Mass unit tests, suggested by our instructor, proved highly beneficial, offering direct bit-by-bit comparisons against the standard float implementation.
Sample Loop Interior for Multiplication cpp
float f_result = numbers[i].to_float() * numbers[j].to_float();
IEEE_754 result = numbers[i] * numbers[j];
EXPECT_EQ(f_result, result.to_float());
Required Tools:
- g++ version: 9.3.0
- cmake version: 3.16.3 Commands to run the tests:
bash
cd ieee754_implementation
git clone https://github.com/google/googletest.git
mkdir build && cd build
cmake ..
make
./mytests
Operations begin by checking for exceptions using operator overloading within the IEEE_754 class. For instance:
cpp
// Example from operator+
if (exponent1_ulong == max_exponent && mantissa1.to_ulong() != 0) {
return *(this);
}
if (exponent2_ulong == max_exponent && mantissa2.to_ulong() != 0) {
return num2;
}
if (exponent1_ulong == max_exponent && mantissa1.to_ulong() == 0) {
if (exponent2_ulong == max_exponent && mantissa2.to_ulong() == 0 && sign1 != sign2) {
return IEEE_754(std::bitset<IEEE_754::number_of_bits>(0b01111111110000000000000000000000));
}
return *(this);
}
Execution times for operations were measured using std::chrono. Below are the times for 1000 operations.

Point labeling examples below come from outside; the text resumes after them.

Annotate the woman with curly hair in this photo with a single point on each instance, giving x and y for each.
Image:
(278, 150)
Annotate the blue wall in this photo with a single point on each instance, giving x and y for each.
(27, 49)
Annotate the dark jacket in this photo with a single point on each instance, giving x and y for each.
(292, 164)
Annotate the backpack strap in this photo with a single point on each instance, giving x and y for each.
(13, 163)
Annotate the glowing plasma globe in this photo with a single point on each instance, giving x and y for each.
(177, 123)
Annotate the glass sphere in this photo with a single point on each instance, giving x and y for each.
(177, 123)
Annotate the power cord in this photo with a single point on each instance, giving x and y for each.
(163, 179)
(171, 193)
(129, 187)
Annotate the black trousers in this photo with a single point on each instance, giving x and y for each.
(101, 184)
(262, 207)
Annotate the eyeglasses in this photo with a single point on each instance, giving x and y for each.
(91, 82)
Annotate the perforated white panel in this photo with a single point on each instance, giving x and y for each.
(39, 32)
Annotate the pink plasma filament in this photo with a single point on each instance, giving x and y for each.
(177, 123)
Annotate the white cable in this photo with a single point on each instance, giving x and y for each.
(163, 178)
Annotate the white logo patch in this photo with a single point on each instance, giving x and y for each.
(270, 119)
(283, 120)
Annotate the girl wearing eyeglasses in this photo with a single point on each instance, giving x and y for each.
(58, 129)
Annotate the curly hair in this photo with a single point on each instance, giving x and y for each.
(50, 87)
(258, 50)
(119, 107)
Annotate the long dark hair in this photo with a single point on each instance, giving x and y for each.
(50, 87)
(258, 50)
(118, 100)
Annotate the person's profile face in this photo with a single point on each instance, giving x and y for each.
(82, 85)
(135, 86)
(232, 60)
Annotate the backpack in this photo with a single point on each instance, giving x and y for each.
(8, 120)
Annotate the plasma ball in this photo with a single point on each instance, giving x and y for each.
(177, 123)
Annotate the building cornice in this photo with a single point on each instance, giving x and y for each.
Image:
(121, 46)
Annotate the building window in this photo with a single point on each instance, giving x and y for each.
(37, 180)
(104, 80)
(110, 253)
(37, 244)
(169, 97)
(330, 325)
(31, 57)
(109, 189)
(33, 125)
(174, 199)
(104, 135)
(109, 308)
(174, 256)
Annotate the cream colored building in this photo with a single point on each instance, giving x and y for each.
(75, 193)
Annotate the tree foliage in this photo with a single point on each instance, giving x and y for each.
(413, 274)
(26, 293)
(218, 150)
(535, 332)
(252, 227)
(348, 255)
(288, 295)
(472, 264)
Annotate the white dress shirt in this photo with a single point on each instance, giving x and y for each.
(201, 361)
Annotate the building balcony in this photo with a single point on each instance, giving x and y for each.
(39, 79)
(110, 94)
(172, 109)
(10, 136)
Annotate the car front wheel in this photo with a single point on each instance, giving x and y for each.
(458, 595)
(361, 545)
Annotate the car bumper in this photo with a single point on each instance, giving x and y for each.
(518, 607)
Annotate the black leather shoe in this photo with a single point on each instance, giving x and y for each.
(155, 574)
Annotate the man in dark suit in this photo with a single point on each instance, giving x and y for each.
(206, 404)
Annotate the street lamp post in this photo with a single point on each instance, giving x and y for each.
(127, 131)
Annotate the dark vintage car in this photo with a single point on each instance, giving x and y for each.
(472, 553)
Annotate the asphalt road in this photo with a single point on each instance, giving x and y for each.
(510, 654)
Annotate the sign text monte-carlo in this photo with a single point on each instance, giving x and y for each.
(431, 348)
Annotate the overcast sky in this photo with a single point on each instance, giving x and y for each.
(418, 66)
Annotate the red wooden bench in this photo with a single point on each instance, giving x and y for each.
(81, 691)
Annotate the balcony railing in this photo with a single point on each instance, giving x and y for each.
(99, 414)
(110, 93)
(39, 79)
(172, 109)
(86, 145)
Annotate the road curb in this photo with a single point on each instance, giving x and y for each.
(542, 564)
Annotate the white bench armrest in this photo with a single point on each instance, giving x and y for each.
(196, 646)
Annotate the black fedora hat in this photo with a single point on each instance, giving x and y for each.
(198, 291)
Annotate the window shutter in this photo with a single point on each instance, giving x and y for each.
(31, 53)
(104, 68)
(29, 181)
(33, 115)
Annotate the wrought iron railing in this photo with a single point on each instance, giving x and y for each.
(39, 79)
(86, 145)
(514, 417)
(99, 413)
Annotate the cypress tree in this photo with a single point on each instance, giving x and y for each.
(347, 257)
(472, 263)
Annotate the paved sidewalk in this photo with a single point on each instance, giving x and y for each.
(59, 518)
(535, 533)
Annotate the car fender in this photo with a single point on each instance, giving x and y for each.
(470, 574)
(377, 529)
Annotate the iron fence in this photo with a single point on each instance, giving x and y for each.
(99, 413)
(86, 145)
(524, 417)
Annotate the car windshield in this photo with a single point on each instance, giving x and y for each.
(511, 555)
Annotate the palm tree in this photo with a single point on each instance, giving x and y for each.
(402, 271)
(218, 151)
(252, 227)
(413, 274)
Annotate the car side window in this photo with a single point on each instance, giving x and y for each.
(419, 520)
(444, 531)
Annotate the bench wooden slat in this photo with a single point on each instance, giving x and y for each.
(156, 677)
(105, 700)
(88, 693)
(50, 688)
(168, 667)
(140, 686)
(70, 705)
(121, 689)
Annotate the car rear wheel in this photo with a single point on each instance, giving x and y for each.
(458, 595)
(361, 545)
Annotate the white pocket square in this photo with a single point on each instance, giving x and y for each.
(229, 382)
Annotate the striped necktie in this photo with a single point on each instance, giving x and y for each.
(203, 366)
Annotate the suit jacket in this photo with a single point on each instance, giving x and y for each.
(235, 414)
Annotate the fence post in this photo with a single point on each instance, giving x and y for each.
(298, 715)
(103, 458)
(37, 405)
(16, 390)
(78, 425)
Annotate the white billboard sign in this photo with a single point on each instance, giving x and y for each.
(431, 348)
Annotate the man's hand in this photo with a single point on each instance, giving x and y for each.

Operation | IEEE_754 (µs) | float (µs) |
---|---|---|
Addition | 57.1 | 2.725 |
Subtraction | 61.225 | 2.75 |
Multiplication | 66.675 | 3.025 |
Division | 61.425 | 2.825 |
Our implementation is approximately 20 times slower than the standard float representation in C++.
We were unable to enforce truncation rounding on floats, resulting in the rejection of some tests. The displayed values might appear identical for both float and our IEEE_754 implementation, but differences can exist at the least significant bits.
Enforced Rounding Example cpp
#include <cfenv>
...
fesetround(FE_TONEAREST);
Despite attempts, we could not handle -NaN cases effectively, leading to unsuccessful tests. However, we regard the project as a success due to the valuable learning outcomes and our satisfaction with the results.